Por Sergio Villalobos-Ruminott
La muerte de Jürgen Habermas reabre una discusión que excede a su figura: la tensión entre el universalismo normativo de la modernidad europea y sus límites históricos y políticos. En este ensayo, el profesor e investigador de la Universidad de Michigan, Sergio Villalobos-Ruminott, propone leer su obra no para absolverla ni descartarla, sino para interrogar el problema que aún plantea: si la democracia deliberativa y la racionalidad comunicativa pueden sostenerse frente a las contradicciones del mundo contemporáneo.

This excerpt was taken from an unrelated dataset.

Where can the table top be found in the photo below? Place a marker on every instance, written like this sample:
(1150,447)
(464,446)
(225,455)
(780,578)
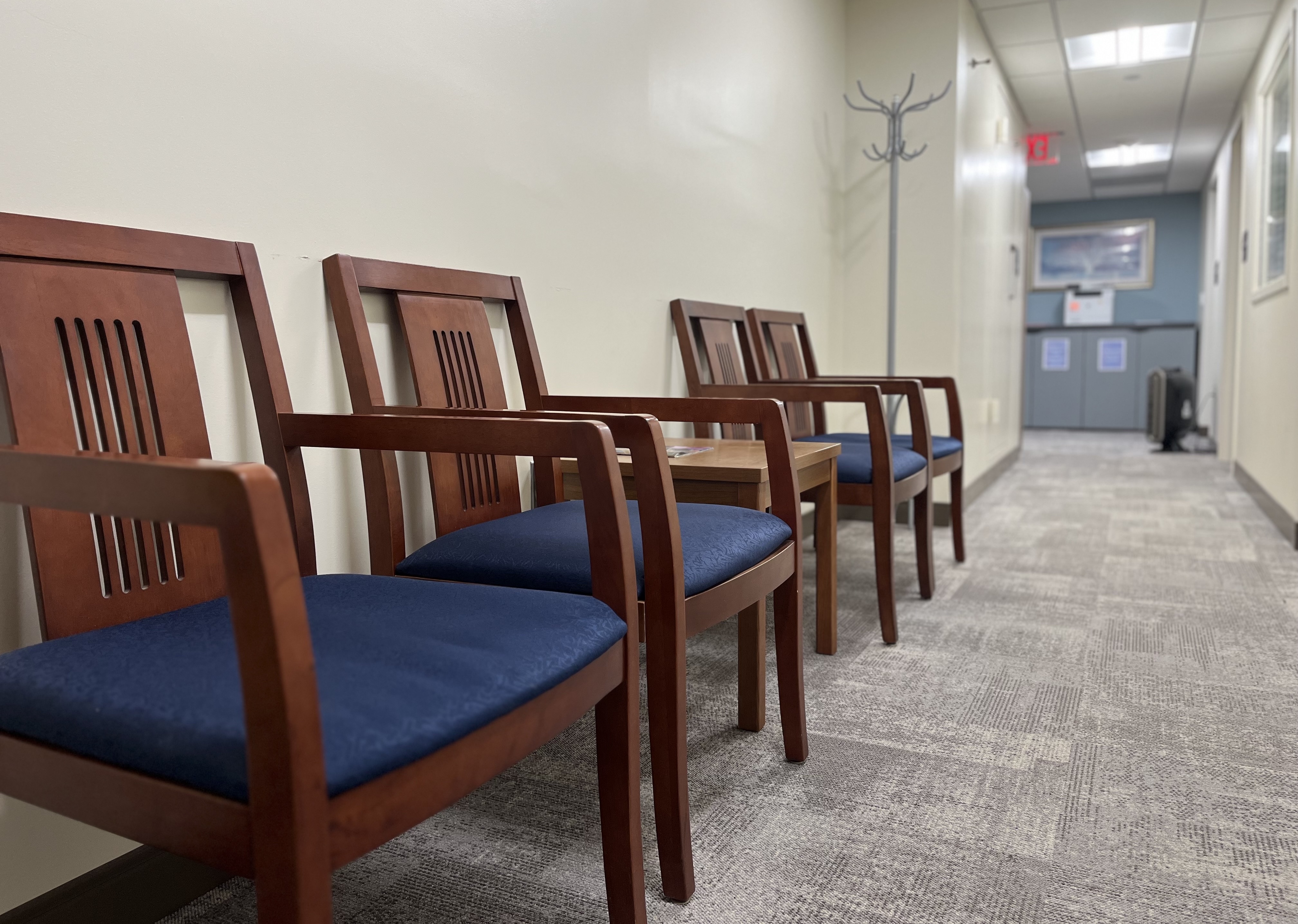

El reciente fallecimiento de Jürgen Habermas ha desencadenado una cantidad considerable de intervenciones que sin dejar de reconocer el alcance de su proyecto intelectual, no dejan pasar la ocasión para recordar sus lamentables declaraciones en torno al genocidio del pueblo palestino y la conducta criminal del Estado de Israel. No olvidemos que Habermas, junto a un conjunto de intelectuales agrupados en el Centre for Normative Orders en Frankfurt, emitió (13/11/2023) una declaración de apoyo y solidaridad con el Estado de Israel frente a los ataques de Hamás. En dicha declaración, breve pero brutal, se homologaba, por un lado, el pueblo judío con el Estado de Israel, mientras que por el otro, se demonizaban los ataques de Hamás, sin reparar en las consecuencias que dichos ataques desencadenarían para el pueblo palestino. Al menos esto fue lo que, desde diversos sectores, le enrostraron varios intelectuales críticos: su miopía política frente al genocidio palestino. Sin embargo, lejos de ser un error puntual, dicha miopía parecía delatar una contradicción estructural e insalvable en el corazón de su proyecto intelectual: si sus esfuerzos habían estado orientados a producir una fundamentación normativa de la democracia deliberativa, basada en una racionalidad comunicativa de alcance universal, porqué entonces Palestina aparecía como una anomalía que limitaba fuertemente sus aspiraciones. Por supuesto, las hipótesis esgrimidas fueron varias: por un lado, se le acusaba de haber convertido la teoría crítica de la primera generación de Frankfurt en una filosofía social orientada a producir criterios de legitimidad para las democracias europeas contemporáneas. Por otro lado, se le achacaba haber eliminado el contenido crítico y especulativo de la filosofía europea a partir de subordinarla a los desarrollos del pragmatismo norteamericano, más afín a las necesidades de una administración que parecía haber neutralizado las amenazas de una revolución social. Y, por supuesto, no faltaban ni faltan aquellos que explican su ceguera con respecto al genocidio del pueblo palestino apelando a la llamada culpa alemana (la llamada Schuldfrage), entendida como una experiencia constitutiva y fundamental en la reconstrucción de la República Federal después de la Segunda Guerra Mundial. Esto, para no mencionar aquellos que lo despachan rápidamente por eurocentrista, por reformista, por liberal, por sionista e, incluso, por aburrido.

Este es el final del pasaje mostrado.